Here is my translation of Mallarme's "Les fenetres," to which Prof. Boyd alludes in the discussion of "azure."
Windows
Sick of the ward, sick of the fetid smell
Rising against the curtains' tiresome white
Toward the tired Christ nailed to the bare wall,
The sick man stretches, slyly stands upright,
And shuffles, more to see the common stones
Blaze with sun than to fire his own decay,
Presses a grizzled face gray as his bones
Against the window tinged with dying day,
And greedy for the azure licks his tongue
Across dry lips as if he might regain
That downy cheek he brushed when he was young,
And, with a long kiss, soils the golden pane.
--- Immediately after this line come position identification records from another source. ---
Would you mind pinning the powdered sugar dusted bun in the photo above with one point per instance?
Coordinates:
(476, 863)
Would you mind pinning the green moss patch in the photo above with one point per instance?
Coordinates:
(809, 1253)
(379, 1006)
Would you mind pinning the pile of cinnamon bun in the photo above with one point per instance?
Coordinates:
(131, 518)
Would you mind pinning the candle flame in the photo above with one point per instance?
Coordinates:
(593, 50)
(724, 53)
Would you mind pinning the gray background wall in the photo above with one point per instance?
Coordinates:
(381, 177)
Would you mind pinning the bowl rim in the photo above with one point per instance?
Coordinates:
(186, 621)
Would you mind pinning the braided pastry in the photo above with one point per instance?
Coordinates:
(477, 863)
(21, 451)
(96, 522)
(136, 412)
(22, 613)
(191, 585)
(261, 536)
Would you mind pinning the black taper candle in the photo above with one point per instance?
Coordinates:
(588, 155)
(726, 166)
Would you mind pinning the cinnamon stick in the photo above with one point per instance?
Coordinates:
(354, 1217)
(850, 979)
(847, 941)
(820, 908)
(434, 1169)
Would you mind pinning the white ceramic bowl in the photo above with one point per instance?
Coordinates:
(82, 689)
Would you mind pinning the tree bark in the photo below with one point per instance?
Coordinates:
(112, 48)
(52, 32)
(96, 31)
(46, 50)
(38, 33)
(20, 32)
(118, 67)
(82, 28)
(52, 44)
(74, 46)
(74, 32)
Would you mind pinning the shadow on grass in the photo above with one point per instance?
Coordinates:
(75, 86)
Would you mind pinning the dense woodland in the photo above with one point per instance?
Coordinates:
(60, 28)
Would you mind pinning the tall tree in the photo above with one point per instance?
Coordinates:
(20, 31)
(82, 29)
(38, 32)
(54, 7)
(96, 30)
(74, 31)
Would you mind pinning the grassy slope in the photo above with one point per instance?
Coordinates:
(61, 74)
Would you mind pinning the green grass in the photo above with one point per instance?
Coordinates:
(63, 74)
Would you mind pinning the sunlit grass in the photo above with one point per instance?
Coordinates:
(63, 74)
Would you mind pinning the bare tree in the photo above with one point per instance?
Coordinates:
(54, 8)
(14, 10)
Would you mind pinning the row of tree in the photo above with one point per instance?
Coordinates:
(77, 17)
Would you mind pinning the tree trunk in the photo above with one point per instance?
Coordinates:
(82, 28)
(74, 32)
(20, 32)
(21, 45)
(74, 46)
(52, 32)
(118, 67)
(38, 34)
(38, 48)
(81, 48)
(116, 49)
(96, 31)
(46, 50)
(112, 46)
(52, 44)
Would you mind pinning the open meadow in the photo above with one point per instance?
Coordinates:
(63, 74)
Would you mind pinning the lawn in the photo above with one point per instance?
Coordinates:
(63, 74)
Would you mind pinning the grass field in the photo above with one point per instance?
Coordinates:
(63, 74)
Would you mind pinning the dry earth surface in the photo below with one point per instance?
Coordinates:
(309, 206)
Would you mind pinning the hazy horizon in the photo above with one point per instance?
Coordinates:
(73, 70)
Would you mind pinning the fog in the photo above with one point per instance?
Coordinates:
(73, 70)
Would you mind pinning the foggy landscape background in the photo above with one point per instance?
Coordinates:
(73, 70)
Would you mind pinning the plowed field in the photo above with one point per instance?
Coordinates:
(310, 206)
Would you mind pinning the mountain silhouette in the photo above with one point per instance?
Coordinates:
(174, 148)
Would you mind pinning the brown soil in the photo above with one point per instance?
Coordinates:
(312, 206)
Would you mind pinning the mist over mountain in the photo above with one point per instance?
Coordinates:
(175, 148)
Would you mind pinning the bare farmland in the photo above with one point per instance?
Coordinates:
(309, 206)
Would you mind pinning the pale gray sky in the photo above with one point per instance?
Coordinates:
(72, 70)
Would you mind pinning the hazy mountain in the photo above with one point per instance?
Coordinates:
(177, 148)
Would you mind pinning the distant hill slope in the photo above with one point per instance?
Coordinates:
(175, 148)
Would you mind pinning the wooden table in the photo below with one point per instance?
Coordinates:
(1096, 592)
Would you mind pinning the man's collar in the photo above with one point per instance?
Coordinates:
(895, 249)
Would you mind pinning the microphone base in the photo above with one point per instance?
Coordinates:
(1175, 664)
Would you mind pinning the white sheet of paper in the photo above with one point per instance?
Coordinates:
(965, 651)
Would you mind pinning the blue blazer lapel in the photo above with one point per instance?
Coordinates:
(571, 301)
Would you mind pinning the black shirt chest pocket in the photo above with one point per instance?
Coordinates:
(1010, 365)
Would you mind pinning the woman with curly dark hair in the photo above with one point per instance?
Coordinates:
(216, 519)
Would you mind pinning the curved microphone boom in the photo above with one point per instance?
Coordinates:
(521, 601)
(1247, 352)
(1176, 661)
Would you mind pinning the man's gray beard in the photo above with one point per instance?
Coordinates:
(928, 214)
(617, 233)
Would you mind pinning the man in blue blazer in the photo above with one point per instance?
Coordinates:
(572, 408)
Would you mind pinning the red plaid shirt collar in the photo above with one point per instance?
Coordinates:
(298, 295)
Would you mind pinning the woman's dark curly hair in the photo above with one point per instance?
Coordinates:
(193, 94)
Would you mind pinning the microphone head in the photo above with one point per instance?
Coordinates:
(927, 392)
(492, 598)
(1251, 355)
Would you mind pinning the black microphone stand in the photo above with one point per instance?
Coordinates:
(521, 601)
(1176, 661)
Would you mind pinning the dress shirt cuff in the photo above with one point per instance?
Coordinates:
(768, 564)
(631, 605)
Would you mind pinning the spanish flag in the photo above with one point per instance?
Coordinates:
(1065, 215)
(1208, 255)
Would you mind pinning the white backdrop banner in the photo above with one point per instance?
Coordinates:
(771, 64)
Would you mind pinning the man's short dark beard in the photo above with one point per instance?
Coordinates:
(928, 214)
Drunk, he forgets the holy oils and smiles,
Bidding the broths, the clocks, the bed good-bye;
Forgets to cough. Dusk bleeds across the tiles,
And in a sunset gorged with light his eye
Discerns the gilded galleys, fine as swans,
Heavy with spices on a saffron sea,
Etching their burnished flash of lines upon
The lovely nonchalance of memory.
Just so, disgusted with complacent Man,
Whose appetites devour him, whose sole quest
Is to fetch home what scraps of filth he can
To please the hag with urchins at her breast,
I rush, I cling to all those windows where
One turns his back on life; transformed by light,
Washed by eternal dew and swathed in air,
Reflected in the dawn of the Infinite,
I see myself an angel! die and seem
--Let this be Art! Let it be Mysticism!--
To be reborn, wearing my crown of dreams
In the lush beauty of an antique heaven!
But no. The Here and Now lord over me,
Seeking me out no matter where I fly,
And the rank vomit of stupidity
Stops up my nose before the azure sky.
Is there a way for Me, who know such sorrow,
To break this glass soiled by humanity,
To fly on featherless wings into tomorrow--
Risking the plunge into Eternity?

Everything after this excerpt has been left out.